UN ANCIEN NDONGO «DAARA» DEVENU ARTISTE REGGAEMAN
MAMADOU DIOP ALIAS MAME-J RASSOUL
Son nom d’artiste est Mame-J Rassoul, mais ses parents l’ont baptisé Mamadou Diop. Natif de la Petite Côte, il demeure à Nianing, distant de 10 Km de Mbour, sur la route de Joal. Et comme tout jeune piqué par le virus du rap, il s’est lancé à fond dans le mouvement hip-hop. Ce, avec son ancien groupe «Ndongo-yii». C’était en 1997.
Taille moyenne, teint noir, un visage ovale ceinturé par une barbe soigneusement taillée, ressemblant à un talibé Baye, un sourire jovial laissant transparaître sa belle denture, cet ancien «Ndongo daara» est artiste, auteur, compositeur qui évolue actuellement à 100% dans le registre reggae. En jeans et tee-shirt noir, avec des cheveux cachant mal ses dreadlocks, un chapelet marron autour du cou, ce «Baye Fall» est venu nous rendre visite.
Faisant la genèse de sa carrière, il confie qu’au moment où il a démarré sa carrière, il considère ce style musical qu’est le rap comme une musique de contestation, de dénonciation. C’était donc pour lui un moyen de dénoncer les bradages fonciers sur la Petite Côte. «Parce que, note l’artiste, notre localité est un site touristique. Nous, natifs de la zone n’avions même pas le droit de nous promener sur notre propre plage, à plus forte raison d’aller pêcher des poissons. La cause, les touristes se bronzaient, on ne doit pas les déranger. C’est injuste et nous avons commencé à coucher des textes, à prendre le micro pour dire non, pour dénoncer. Pire encore, nos terres ont été bazardées», lâche-t-il.
Après avoir exploré le rap de fond en comble, maintenant Mame-J Rassoul fait du reggae. «C’est une musique de maturité, de partage, d’humilité, d’amour, une musique spirituelle par rapport à ce que je suis en train de vivre. Pour moi, la spiritualité est le début de toute chose. C’est aussi une musique qui nécessite beaucoup de recherches», explique-t-il.
La carrière de ce jeune artiste a réellement commencé en 2000. En 2004, il sort son premier album avec son ancien groupe «Ndongo-yii». En 2008, il a voulu sortir le second album, mais les autres membres du groupe ont décidé de faire chacun leur propre chemin. Après un temps de recul, l’artiste sort finalement son premier album solo en 2012 sous le titre «Akhirouzaman».

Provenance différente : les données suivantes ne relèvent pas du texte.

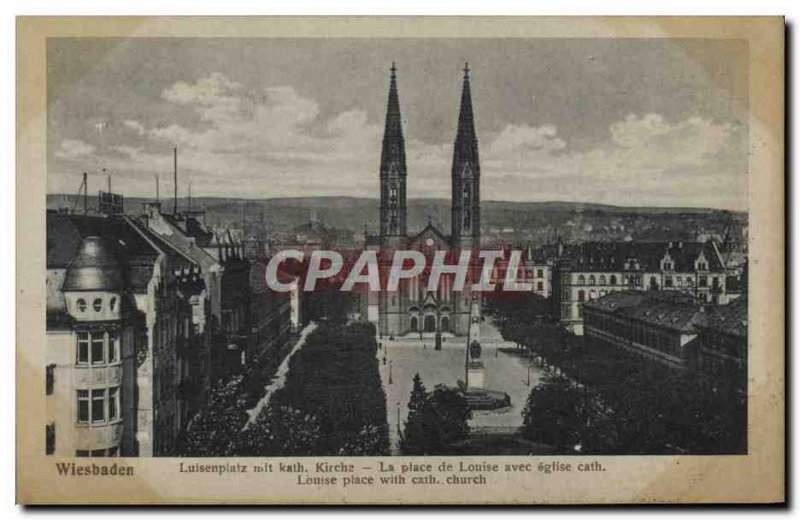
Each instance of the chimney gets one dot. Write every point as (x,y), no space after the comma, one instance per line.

Actuellement, il prépare un album solo de 10 titres qui sera intitulé «La Lettre du continent», dont le titre phare sera «Mbi féé» (je t’aime) en bambara. La vidéo originale a d’ailleurs été tournée aux îles du Saloum et est déjà disponible. L’album sera sur le marché en 2016 et il indique que tous les titres seront accompagnés d’un projet.
Un album qui porte des projets
«Nous avons démarré avec le single ‘Baye Fall’, en octroyant à des postes et des cases de santé quelques cartons d’eau de javel dans les localités de Pointe Sarène, Mballing, Warang, Gagnant et Mbour. Pour le second single, c’est le projet d'une école des poubelles qu’on a initié. Et actualité oblige, étant aussi un enfant de ‘daara’, dans l’album à venir, il y a un son dédié aux talibés intitulé ‘Talibés de rue’, où le projet est un talibé une paire de chaussure».
«En tant qu’artiste et talibé - car moi-même j’ai fait le ‘daara’ à Touba pendant des années, ce qui m’a retardé pour faire l’école française - nous avons dénoncé, nous avons manifesté, nous avons critiqué ce qui se passe avec les talibés. Or, nous avons tous notre part de responsabilité. Les parents n’ont pas le droit d’amener les enfants dans les ‘daaras’ et les laisser à la merci du marabout. Pour certains marabouts, il n’est aucunement dit dans un verset du Coran qu’ils doivent envoyer les enfants à mendier ou à errer dans les rues. L’Etat aussi doit réguler, idem pour la société. Car c’est nous qui donnons de l’aumône à tout bout de champ», analyse-t-il.
En outre, pour booster la musique au Sénégal, Mame-J Rassoul fait savoir qu’il faut arrêter le mimétisme, faire une bonne musique avec nos propres instruments.